La société américaine Positive Grid signe avec Bias X une nouvelle étape de son offre logicielle, en conservant son héritage Bias FX tout en enrichissant le produit. Le plugin fonctionne en formats VST3, AU et AAX, et propose une version autonome pour travailler sans DAW. Le catalogue intègre des modèles pour guitare et basse, ainsi que des outils de personnalisation d’enceintes et de micros. La présence d’une intelligence artificielle visant à générer des presets depuis du texte ou un fichier audio constitue la principale nouveauté marketing.
Sur le plan tarifaire Bias X se place face aux concurrents directs avec un prix attractif, affiché à 159 euros. Le positionnement cherche à combiner praticité matérielle et souplesse logicielle. La solution entend séduire un public large, du joueur amateur au producteur en home studio.
La bibliothèque rassemble environ 33 amplis et près de 63 effets, organisés par catégorie pour faciliter la navigation. Il est possible de charger des IRs personnelles et d’assigner jusqu’à deux micros par enceinte virtuelle. L’éditeur a intégré des fonctions pratiques comme le noise gate avec mode learn, un accordeurt visuel et un doubleur stéréo. Cette approche vise à offrir un outil complet capable de couvrir la plupart des besoins en son de guitare et basse.
Quel est l’ergonomie et le rendu sonore de Bias X?
L’interface de Bias X propose une mise en page claire avec une colonne de navigation à gauche et la chaîne audio visible à droite. La prise en main se fait naturellement par glisser-déposer des blocs et la bibliothèque de presets est facilement accessible. En utilisation courante les contrôles restent visibles et logiques, ce qui aide à se concentrer sur le son plutôt que sur la configuration.
Lors des tests sur une configuration haut de gamme j’ai observé une réactivité parfois inégale entre la version standalone et l’intégration en DAW. Le moteur audio supporte plusieurs instances et une vingtaine d’exemplaires ne saturent pas excessivement le CPU. L’optimisation de l’interface pourrait toutefois être améliorée pour supprimer de légères saccades en hôte.
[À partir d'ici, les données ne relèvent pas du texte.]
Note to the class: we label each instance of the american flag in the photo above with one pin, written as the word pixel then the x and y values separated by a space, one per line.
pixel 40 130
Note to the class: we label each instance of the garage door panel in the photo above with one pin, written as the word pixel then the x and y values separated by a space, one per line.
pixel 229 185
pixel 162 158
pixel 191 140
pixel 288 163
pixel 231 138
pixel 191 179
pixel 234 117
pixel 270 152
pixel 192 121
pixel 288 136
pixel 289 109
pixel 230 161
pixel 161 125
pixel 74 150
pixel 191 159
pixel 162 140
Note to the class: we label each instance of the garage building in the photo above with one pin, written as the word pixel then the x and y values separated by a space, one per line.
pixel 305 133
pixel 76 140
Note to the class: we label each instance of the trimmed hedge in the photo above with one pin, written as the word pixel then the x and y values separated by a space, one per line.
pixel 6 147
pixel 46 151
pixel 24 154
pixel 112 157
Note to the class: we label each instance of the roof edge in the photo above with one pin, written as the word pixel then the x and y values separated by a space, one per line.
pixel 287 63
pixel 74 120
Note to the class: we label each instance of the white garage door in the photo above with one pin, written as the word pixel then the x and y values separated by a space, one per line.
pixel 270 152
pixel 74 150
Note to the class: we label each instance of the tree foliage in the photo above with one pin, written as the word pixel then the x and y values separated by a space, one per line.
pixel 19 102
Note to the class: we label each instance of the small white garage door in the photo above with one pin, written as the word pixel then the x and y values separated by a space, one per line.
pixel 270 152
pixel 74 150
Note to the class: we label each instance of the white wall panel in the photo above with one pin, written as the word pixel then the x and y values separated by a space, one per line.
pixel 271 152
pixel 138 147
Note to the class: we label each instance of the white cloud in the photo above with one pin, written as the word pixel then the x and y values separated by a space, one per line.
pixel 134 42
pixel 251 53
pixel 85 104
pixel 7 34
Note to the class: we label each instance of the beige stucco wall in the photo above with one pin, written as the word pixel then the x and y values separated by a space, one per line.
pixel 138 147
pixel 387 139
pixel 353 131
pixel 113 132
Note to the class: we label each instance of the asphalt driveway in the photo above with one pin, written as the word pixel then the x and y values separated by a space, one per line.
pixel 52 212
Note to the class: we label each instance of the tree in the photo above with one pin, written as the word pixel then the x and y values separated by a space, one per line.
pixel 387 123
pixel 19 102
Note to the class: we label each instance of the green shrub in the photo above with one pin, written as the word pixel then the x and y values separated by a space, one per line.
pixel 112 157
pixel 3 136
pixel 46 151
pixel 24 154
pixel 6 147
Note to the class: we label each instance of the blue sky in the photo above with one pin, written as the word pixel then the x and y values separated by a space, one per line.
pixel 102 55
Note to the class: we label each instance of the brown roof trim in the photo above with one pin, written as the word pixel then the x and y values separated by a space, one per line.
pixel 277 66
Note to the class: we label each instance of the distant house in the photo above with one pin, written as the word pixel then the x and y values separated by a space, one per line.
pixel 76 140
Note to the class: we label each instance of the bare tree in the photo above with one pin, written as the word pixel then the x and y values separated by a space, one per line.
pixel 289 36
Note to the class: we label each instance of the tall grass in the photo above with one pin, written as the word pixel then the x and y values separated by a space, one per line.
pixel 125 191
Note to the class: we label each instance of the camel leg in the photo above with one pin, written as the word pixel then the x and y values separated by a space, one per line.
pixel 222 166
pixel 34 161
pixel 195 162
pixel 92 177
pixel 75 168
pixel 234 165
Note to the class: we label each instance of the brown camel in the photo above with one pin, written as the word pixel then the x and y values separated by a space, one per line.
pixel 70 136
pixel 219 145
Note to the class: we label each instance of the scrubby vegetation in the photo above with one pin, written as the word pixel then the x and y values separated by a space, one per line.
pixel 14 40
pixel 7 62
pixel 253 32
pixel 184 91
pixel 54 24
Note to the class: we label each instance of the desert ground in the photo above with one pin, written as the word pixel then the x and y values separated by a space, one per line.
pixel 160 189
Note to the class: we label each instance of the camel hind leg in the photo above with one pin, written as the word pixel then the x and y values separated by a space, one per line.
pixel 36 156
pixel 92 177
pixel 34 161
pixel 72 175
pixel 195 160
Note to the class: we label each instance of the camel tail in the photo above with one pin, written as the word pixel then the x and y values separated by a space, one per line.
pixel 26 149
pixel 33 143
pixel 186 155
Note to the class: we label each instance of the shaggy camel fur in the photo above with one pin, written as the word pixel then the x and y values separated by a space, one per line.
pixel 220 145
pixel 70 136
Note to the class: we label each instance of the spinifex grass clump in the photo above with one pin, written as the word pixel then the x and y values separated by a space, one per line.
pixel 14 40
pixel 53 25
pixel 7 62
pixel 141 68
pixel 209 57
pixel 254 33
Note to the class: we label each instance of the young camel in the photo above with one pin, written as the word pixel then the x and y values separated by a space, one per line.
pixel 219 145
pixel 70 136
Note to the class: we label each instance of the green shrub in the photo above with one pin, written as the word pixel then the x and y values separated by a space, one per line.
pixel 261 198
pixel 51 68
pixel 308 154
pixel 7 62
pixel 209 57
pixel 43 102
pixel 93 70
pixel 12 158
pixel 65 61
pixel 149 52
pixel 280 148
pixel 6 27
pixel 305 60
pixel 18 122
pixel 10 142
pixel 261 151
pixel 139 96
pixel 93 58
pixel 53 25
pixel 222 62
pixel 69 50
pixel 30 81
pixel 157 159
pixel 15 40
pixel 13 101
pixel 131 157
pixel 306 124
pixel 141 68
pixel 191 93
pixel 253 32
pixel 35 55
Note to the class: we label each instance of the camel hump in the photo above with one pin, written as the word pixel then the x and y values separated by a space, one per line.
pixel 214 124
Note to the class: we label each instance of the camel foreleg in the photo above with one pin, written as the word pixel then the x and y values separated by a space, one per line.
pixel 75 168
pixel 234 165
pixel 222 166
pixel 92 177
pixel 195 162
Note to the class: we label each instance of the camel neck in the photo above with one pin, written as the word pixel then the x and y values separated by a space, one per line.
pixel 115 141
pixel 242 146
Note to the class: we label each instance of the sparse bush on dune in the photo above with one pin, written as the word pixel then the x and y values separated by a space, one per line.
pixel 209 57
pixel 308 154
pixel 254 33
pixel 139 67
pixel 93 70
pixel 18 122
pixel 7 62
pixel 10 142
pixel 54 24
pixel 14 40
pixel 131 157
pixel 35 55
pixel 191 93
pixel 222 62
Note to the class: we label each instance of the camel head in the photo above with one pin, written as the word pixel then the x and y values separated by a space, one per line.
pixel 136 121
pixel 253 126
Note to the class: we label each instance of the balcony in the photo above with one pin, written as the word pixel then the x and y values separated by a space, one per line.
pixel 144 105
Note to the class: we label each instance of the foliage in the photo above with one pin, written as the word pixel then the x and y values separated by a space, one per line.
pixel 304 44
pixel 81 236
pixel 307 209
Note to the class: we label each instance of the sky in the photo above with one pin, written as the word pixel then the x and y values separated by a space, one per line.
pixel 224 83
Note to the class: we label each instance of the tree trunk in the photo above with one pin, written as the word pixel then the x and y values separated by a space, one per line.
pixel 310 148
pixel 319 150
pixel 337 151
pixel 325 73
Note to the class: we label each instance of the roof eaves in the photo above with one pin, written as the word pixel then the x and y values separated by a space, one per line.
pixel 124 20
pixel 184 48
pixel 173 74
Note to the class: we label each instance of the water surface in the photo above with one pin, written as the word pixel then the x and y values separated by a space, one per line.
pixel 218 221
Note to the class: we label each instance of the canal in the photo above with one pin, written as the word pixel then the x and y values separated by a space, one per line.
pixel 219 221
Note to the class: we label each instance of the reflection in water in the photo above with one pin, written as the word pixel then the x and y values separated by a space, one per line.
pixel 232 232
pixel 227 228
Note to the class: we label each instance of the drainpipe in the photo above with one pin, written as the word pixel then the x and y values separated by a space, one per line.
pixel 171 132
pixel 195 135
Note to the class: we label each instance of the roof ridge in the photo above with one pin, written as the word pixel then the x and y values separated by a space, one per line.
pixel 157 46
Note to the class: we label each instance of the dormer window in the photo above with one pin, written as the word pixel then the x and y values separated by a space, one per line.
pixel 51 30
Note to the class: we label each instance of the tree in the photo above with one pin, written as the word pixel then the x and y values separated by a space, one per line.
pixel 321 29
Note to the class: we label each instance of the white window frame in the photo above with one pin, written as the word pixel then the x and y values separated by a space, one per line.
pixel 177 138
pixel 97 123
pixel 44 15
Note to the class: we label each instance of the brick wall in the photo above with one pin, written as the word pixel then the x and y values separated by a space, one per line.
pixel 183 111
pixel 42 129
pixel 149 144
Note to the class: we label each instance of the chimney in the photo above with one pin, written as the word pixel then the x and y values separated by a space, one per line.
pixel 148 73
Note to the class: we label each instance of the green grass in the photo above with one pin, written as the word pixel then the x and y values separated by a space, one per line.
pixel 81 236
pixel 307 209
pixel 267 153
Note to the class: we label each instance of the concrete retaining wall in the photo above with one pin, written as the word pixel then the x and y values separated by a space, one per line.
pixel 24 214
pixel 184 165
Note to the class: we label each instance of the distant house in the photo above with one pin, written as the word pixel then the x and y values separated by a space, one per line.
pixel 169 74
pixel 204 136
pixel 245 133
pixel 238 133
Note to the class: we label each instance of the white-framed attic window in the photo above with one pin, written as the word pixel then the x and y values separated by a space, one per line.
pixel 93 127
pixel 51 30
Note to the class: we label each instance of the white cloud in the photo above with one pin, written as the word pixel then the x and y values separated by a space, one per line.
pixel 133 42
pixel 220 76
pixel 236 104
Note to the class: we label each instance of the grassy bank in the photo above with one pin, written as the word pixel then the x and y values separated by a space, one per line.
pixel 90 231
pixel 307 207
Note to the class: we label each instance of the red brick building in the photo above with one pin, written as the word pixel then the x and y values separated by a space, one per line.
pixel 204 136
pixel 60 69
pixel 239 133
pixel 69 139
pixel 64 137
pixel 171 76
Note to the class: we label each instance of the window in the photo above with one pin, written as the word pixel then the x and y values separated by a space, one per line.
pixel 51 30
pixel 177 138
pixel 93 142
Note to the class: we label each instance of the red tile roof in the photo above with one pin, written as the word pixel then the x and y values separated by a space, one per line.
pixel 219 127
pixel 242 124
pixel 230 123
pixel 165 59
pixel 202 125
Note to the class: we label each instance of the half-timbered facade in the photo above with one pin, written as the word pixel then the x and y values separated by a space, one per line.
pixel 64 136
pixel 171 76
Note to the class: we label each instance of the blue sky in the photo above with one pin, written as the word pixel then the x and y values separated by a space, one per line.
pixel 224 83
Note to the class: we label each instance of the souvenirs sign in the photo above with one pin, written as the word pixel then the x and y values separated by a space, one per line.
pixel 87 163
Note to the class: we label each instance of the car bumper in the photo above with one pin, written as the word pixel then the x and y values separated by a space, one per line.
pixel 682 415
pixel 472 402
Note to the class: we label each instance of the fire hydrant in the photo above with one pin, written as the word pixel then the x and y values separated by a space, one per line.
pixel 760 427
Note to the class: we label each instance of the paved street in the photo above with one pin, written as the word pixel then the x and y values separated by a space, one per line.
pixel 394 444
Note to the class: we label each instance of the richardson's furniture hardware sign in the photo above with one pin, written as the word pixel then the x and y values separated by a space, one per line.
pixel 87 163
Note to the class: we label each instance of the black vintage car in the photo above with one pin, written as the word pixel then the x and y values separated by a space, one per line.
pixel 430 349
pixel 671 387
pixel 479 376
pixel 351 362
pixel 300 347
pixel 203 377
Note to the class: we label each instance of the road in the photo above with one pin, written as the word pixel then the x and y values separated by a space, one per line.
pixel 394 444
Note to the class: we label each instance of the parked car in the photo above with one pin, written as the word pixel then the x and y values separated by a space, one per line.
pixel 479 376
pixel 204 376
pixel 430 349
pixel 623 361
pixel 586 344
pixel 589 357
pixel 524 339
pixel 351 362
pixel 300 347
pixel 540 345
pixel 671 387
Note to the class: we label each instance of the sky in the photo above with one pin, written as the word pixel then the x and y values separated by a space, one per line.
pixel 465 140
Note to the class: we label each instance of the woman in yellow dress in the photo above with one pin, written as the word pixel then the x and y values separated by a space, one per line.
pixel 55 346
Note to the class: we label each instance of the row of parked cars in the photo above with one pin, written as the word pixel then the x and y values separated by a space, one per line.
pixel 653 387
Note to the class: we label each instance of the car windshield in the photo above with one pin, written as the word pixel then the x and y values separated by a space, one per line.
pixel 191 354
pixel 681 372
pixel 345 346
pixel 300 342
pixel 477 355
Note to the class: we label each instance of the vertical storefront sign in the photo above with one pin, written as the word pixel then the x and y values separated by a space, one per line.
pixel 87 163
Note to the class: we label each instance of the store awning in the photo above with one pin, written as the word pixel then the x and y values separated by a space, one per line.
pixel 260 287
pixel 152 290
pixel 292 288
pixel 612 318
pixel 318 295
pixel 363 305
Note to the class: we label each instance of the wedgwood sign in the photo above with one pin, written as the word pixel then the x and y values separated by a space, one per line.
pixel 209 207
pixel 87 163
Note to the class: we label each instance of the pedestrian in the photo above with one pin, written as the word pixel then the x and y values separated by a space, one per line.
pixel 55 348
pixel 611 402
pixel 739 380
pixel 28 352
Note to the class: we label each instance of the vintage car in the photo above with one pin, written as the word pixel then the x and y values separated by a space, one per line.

Un comportement agaçant concerne le sens du scrolling de la souris sur les potentiomètres qui augmente la valeur en descendant, un point à corriger pour une utilisation intensive.
Sur le plan sonore Bias X délivre des cleans convaincants et des reverbs de bonne facture. La saturation montre parfois un caractère numérique marqué dans le haut du spectre, ce qui rend certains crunches moins organiques que d’autres solutions du marché. En ajoutant un égaliseur et en travaillant la réverbération il devient possible d’atténuer ce rendu artificiel et d’obtenir un résultat plus naturel.
| Caractéristique | Détail |
|---|---|
| Formats | VST3, AU, AAX, standalone |
| Nombre d’amplis | 33 modèles guitare et basse |
| Effets | 63 effets répartis par catégorie |
| IRs | Chargez vos propres IRs, deux par enceinte |
| Fonctions utiles | Noise gate avec learn, doubleur stéréo, accordeurt |
| Prix et version | Tarif officiel 159 euros — version testée 1.2.0.60112 |
L’intelligence artificielle de Bias X peut-elle recréer un son à partir d’un exemple?
La fonction IA est au cœur de la communication de Positive Grid et permet d’interagir par texte en anglais ou via l’import d’un fichier audio. Après analyse le système propose plusieurs presets initiaux que l’utilisateur peut modifier. Pour des demandes simples l’IA produit assez rapidement des résultats pertinents et offre un excellent point de départ créatif. Ce comportement rend l’outil intéressant pour l’apprentissage et la découverte des chaînes d’effets.
Lorsque la guitare est isolée l’IA parvient parfois à retrouver une couleur générale, mais les timbres restent rarement des copies exactes. Avec un mix complet la tâche devient plus ardue et les propositions peuvent s’éloigner fortement de la référence. Dans la pratique vous devrez souvent retoucher manuellement les presets pour atteindre un rendu satisfaisant.
Quelques pratiques recommandées maximisent les chances d’obtenir un bon résultat. Chargez un extrait propre et le plus isolé possible et fournissez une description claire en anglais. Ajustez ensuite les enceintes et la position des micros, puis peaufinez la balance tonale avec un égaliseur.
- Exportez une prise propre en WAV et évitez les pistes surcompressées.
- Indiquez le style, des artistes de référence et la texture souhaitée en anglais.
- Sélectionnez précisément la portion du fichier que l’IA doit analyser.
- Affinez le preset en ajustant enceintes, micros et niveaux en parallèle.
- Finalisez le timbre avec EQ et réverbe pour l’intégrer au mix.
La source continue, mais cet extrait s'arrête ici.